I have a client who purchased a block of flats (17 units) in a close corporation in 2002 and now wants to sell it at a profit of approximately R4 million. The question regarding CGT is whether it is better for him to sell the units straight from the CC and how CGT will be calculated thereon. The other option is to sell the whole block to himself as the member and then sell the units one by one from his personal name. How will the CGT work on that? The question is thus which will be the most cost effective way to do the transaction.

Answer

The purpose of this platform is not to provide opinion but merely advice and guide relating to technical tax issues.

The following guidance may be useful:

In the event that the CC sells the property out of the CC, then 66.6% (inclusion rate) of the net profit will be included in the taxable income of the entity. Further to this the member (as beneficial owner) of the CC may be subject to a 15% Dividends Tax if this profit is distributed out of the CC. 

On the other hand if the member sells his members interest in the CC, then 33.3% (inclusion rate) of the net profit will be included in his/her taxable income but the transfer of the members interest may be subject to Security Transfer Tax at a rate of 0.25%. In addition, he also qualifies for an annual exclusion from CGT. In this regard it would be important to compare the base cost of the shares (member's interest) in the CC in the hands of the member to the base cost of the underlying building in the company. If this is materially lower, it could impact on the calculation of the capital gain.Lastly, also bear in mind that selling the shares or the property itself may have different transfer duty and/or VAT implications for the purchaser, which may in turn impact on the selling price that the person agrees to.

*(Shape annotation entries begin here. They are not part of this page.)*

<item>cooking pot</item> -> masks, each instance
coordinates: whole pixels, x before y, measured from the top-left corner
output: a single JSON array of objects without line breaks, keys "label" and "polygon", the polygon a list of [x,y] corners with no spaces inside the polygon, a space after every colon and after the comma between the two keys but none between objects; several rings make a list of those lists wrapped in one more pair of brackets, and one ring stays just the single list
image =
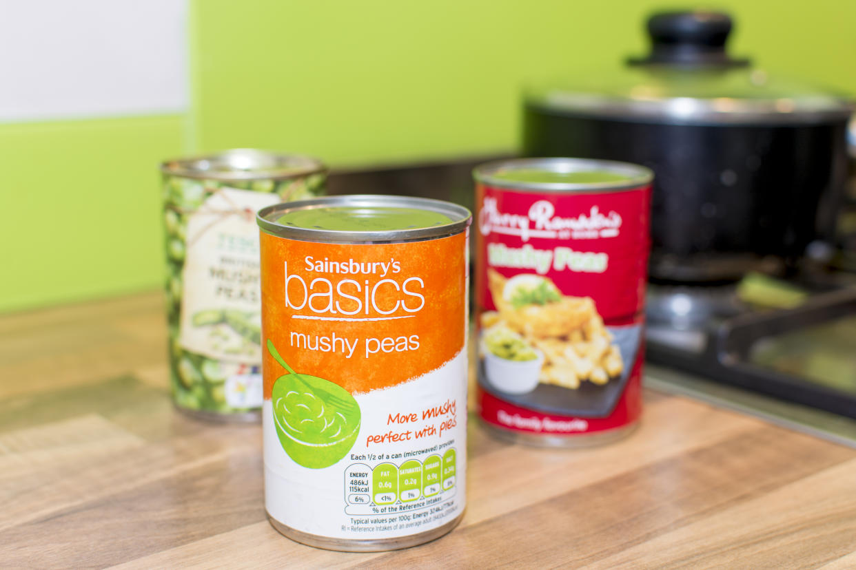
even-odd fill
[{"label": "cooking pot", "polygon": [[731,28],[721,13],[657,14],[647,56],[526,93],[525,154],[654,170],[656,280],[787,267],[833,232],[853,102],[731,57]]}]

It is recommended that you obtain specialist tax advice based on the actual facts and circumstances of the particular transaction.

Comments...

Susanna J. Frank says...
Posted 28 February 2016
Regarding question 3 and the deemed disposal on death when the parties are married in community of property. I do not understand the reference to the Estate Duty Act when we are dealing with capital gains tax. Where in the Income Tax Act is it stated that the allocation of half of the estate to a surviving spouse in terms of the matrimonial property regime, is not a disposal at the death of the other spouse? The roll-over relief between spouses only provides for assets which the surviving spouse inherits. How should we treat that part of the assets allocated to the surviving spouse in terms of the marriage in community of property for capital gains tax purposes. I should think it is not a disposal but cannot find authority for this in the Income Tax Act. S Frank
Sanjay Harrilall says...
Posted 14 November 2013
Regarding the first query, SARS Interpretation Note No. 42 is of more direct relevance
Michael G. White says...
Posted 08 November 2013
Question 1 Charging Vat on taxable supplies to non residents : As your client is in the safari business ,you should familiarize yourself with Vat Practice Note 13 which deals with Professional Hunters and taxidermists (refer SARS web site for details).